REPUBLICANS and Democrats have been going back and forth for weeks regarding the voting rights bill.

On June 22, 2021, Republicans blocked the voting rights legislation.

What is the voting rights bill?

The Democrats introduced an ambitious legislation that would usher in one of the largest federally mandated expansions of voting rights since the 1960s.

Known as the For the People Act, the bill is meant to change almost every aspect on how elections are conducted.

The bill is meant to ultimately build a new campaign financial system for the people, and attempt to curb the influence of money in politics by limiting partisan influence.

Part of the reason for the Democrats introducing the bill are former President Donald Trump's actions of falsely claiming the election was rigged.

Why have Republicans blocked the bill?

The Republicans blocked the bill on Tuesday, June 22, by using a legislative filibuster.

Failing to a 50-50 vote, many republicans also referred to the bill as the "Screw the People Act."

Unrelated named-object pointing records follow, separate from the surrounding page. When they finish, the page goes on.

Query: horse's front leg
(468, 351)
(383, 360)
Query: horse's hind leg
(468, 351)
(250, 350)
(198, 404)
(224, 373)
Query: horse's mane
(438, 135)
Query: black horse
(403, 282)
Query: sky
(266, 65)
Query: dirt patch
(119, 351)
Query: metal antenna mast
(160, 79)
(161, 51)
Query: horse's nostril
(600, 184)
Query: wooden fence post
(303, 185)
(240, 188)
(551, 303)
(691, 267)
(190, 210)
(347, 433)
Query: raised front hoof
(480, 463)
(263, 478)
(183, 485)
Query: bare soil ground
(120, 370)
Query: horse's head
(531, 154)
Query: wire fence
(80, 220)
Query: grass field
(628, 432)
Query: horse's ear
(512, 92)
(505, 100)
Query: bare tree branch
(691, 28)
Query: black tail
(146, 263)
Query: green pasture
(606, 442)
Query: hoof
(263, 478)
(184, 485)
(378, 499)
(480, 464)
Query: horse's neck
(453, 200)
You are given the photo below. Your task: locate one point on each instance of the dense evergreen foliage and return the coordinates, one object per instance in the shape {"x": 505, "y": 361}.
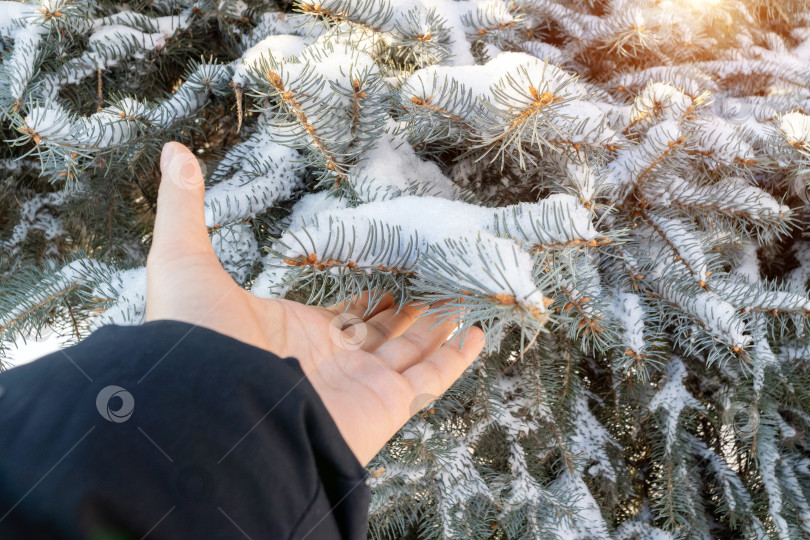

Republicans believe that instating federal infringement on state's authority to conduct their own elections will only benefit the Democratic party.

The Republican party has been seeking to implement a number of restrictive voting measures that could cause minorities and lower-income Americans to have trouble casing a vote.

Their push comes after Trump's claims and the democrats pushed back by introducing this bill.

Would the bill end legislative filibuster?

Legislative filibuster is among one of the more controversial topics between the two parties.

Filibuster is a Senate practice used to delay a proposed law from being brought to a vote. This is the second time it has been used since Joe Biden took office, the first time was by blocking the bipartisan commission investigating related to the January 6 riots at the U.S. Capitol.

White House press secretary Jen Psaki, addressed the media during a press conference regarding the tactic, prior to the bill being blocked.

"As it relates to the filibuster, I don't think you have to take it from us, that would be Congress moving forward — or making a decision. If the vote is unsuccessful tomorrow, we suspect it will prompt a new conversation about the path forward. And we'll see where that goes."